Abstract
Considering the growing interest in clinical applications of neuromodulation, assessing effects of various modulatory approaches is increasingly important. Monosynaptic spinal reflexes undergo depression following repeated activation, offering a means to quantify neuromodulatory influences. Following spinal cord injury (SCI), changes in reflex modulation are associated with spasticity and impaired motor control. To assess disrupted reflex modulation, low-frequency depression (LFD) of Hoffman (H)-reflex excitability is examined, wherein the amplitudes of conditioned reflexes are compared to an unconditioned control reflex. Alternatively, some studies utilize paired-pulse depression (PPD) in place of the extended LFD train. While both protocols induce similar amounts of H-reflex depression in neurologically intact individuals, this may not be the case for persons with neuropathology. We compared the H-reflex depression elicited by PPD and by trains of 3–10 pulses to an 11-pulse LFD protocol in persons with incomplete SCI. The amount of depression produced by PPD was less than an 11-pulse train (mean difference = 0.137). When compared to the 11-pulse train, the 5-pulse train had a Pearson’s correlation coefficient (R) of 0.905 and a coefficient of determination (R2) of 0.818. Therefore, a 5-pulse train for assessing LFD elicits modulation similar to the 11-pulse train and thus we recommend its use in lieu of longer trains.
Introduction
Following spinal cord injury (SCI), impaired modulation of spinal reflex excitability is associated with spasticity [1]. Increasingly, electroceutical interventions, such as transcutaneous and epidural spinal stimulation, are being used to counter this impaired modulation [2] and reduce spasticity [3–5]. Modulation of spinal circuits through these interventions has been associated with improved functional outcomes and mobility [6, 7]. As use of these electroceutical and other neuromodulatory approaches grows, it is important to optimize tools to assess their efficacy.
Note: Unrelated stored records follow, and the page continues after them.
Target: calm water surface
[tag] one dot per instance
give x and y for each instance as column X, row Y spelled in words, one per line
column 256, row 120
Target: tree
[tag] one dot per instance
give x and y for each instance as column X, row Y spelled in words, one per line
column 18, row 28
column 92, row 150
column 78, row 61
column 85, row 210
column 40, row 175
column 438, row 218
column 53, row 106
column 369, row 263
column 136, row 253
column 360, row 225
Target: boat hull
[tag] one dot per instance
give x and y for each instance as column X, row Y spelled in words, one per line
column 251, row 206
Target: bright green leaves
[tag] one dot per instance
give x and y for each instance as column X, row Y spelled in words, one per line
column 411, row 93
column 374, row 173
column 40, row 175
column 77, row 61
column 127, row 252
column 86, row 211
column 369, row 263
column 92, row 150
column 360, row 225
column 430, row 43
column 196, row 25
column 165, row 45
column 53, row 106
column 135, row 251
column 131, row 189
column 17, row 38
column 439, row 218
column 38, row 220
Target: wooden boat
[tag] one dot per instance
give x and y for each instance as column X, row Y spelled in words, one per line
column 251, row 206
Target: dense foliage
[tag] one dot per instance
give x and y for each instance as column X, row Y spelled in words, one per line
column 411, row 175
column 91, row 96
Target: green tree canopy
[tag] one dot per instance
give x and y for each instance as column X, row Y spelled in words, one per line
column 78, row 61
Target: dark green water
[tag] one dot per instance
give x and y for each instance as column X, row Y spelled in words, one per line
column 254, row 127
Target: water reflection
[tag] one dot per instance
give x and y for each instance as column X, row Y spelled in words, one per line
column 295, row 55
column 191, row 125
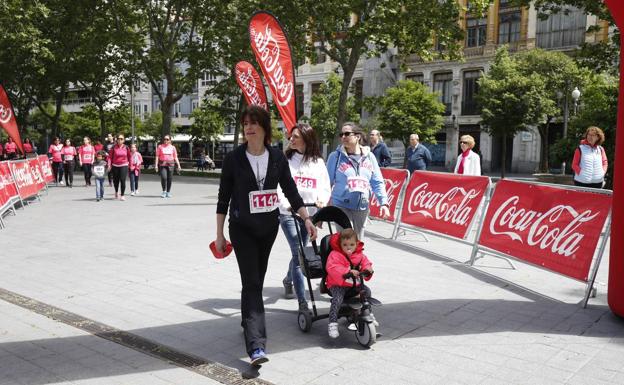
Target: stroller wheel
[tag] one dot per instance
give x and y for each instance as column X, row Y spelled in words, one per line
column 304, row 318
column 366, row 333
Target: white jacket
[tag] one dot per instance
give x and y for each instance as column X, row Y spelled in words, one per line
column 472, row 164
column 312, row 182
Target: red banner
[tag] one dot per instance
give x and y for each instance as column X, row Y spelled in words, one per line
column 395, row 180
column 46, row 168
column 551, row 227
column 7, row 119
column 270, row 46
column 444, row 203
column 26, row 181
column 249, row 81
column 8, row 189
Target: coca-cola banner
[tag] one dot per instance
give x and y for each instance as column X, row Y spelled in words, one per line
column 551, row 227
column 395, row 180
column 249, row 81
column 9, row 190
column 7, row 119
column 46, row 168
column 26, row 180
column 272, row 51
column 444, row 203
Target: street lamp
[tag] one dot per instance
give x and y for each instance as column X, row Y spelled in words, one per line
column 576, row 94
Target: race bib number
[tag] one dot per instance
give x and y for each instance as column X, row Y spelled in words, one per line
column 263, row 201
column 305, row 183
column 358, row 184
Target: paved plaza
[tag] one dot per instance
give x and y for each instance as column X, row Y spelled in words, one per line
column 129, row 293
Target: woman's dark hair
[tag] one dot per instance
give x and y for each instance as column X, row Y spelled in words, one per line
column 313, row 150
column 357, row 130
column 257, row 114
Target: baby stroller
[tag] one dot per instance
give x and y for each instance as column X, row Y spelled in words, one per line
column 312, row 259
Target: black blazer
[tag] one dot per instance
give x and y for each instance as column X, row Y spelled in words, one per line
column 238, row 179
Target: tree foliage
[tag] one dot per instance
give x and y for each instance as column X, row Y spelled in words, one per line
column 409, row 108
column 324, row 114
column 511, row 101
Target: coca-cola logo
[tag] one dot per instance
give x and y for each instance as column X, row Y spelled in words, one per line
column 269, row 51
column 248, row 82
column 443, row 205
column 391, row 192
column 554, row 229
column 5, row 114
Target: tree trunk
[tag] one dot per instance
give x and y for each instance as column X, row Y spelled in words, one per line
column 543, row 131
column 504, row 156
column 237, row 124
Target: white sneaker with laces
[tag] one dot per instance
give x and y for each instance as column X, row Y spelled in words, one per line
column 332, row 330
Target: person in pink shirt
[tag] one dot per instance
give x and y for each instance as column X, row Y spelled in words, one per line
column 54, row 152
column 69, row 162
column 118, row 162
column 166, row 159
column 136, row 160
column 86, row 155
column 11, row 149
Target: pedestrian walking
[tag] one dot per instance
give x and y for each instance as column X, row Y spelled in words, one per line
column 54, row 152
column 118, row 161
column 10, row 149
column 248, row 186
column 354, row 175
column 28, row 148
column 69, row 154
column 590, row 160
column 417, row 156
column 86, row 156
column 166, row 160
column 136, row 160
column 468, row 162
column 310, row 175
column 99, row 173
column 379, row 148
column 108, row 146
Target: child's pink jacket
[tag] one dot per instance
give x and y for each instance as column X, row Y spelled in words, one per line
column 338, row 264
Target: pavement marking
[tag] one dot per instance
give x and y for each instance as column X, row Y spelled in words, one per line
column 206, row 368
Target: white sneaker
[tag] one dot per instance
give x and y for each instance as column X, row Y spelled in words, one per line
column 332, row 330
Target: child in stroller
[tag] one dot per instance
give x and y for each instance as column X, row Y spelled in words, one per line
column 345, row 263
column 354, row 296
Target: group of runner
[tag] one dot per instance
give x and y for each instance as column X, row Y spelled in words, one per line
column 121, row 161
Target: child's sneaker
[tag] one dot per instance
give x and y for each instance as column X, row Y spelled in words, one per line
column 258, row 357
column 332, row 330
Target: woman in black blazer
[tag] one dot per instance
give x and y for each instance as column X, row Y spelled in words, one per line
column 249, row 180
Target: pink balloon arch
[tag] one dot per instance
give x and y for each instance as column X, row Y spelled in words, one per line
column 616, row 261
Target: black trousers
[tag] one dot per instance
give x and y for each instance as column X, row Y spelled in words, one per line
column 166, row 177
column 119, row 177
column 86, row 168
column 69, row 172
column 252, row 250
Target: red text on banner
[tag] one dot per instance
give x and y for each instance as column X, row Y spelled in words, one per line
column 444, row 203
column 551, row 227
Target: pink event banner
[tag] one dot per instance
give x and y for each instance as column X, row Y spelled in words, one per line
column 444, row 203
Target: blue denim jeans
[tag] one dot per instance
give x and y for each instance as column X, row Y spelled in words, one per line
column 294, row 275
column 99, row 188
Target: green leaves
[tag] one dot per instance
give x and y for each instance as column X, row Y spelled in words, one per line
column 409, row 108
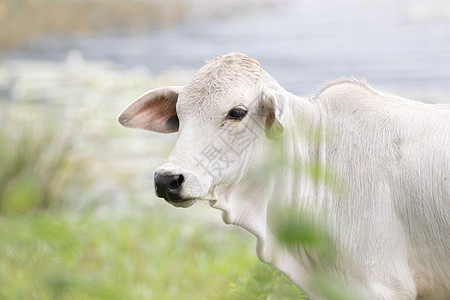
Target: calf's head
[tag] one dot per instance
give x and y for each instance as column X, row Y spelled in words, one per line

The Hoffman (H)- reflex is a commonly used probe of spinal reflex excitability of monosynaptic spinal circuits [8], which is modulated in a rate-dependent manner via post activation depression (PAD) [9]. PAD of the H-reflex is often assessed via low frequency depression (LFD) using repeated pulses of stimulation [10–14]. LFD attenuates H-reflex amplitude in people who are neurologically intact [15], however, in persons with SCI, the magnitude of H-reflex modulation resulting from LFD is reduced [16]. The result of this reduced reflex modulation is enhanced synaptic excitation, which is commonly manifested as spasticity.
The LFD protocol consists of a train of pulses delivered at a specific interpulse interval, with each pulse eliciting a reflex response. The response to the first pulse is considered the control response to which the subsequent conditioned responses are compared. LFD protocols typically require an extended testing period of 10 [16, 17] to 20 pulses per train [18]. If multiple trains are completed, this may result in hundreds of stimuli being applied to a participant. This extended testing period imposes a burden on participants, many of whom must be mindful of their skin health. Furthermore, LFD protocols can elicit clonus or other reflex responses in persons with SCI, compromising data quality [19].
Paired-pulse depression (PPD) is an alternative approach to assessing H-reflex modulation in which only 2 H-reflexes are elicited and their amplitudes compared. A study in neurologically intact individuals demonstrates that PPD yields comparable depression to a 10-pulse LFD train [17]. Such a protocol overcomes the disadvantages of the LFD protocol and may be a valuable tool for assessing neuromodulation. However, if the PPD protocol is to be used as an alternative to the LFD protocol it is first necessary to determine whether the two protocols yield similar outcomes in individuals with neurologic conditions in whom reflex modulation is impaired.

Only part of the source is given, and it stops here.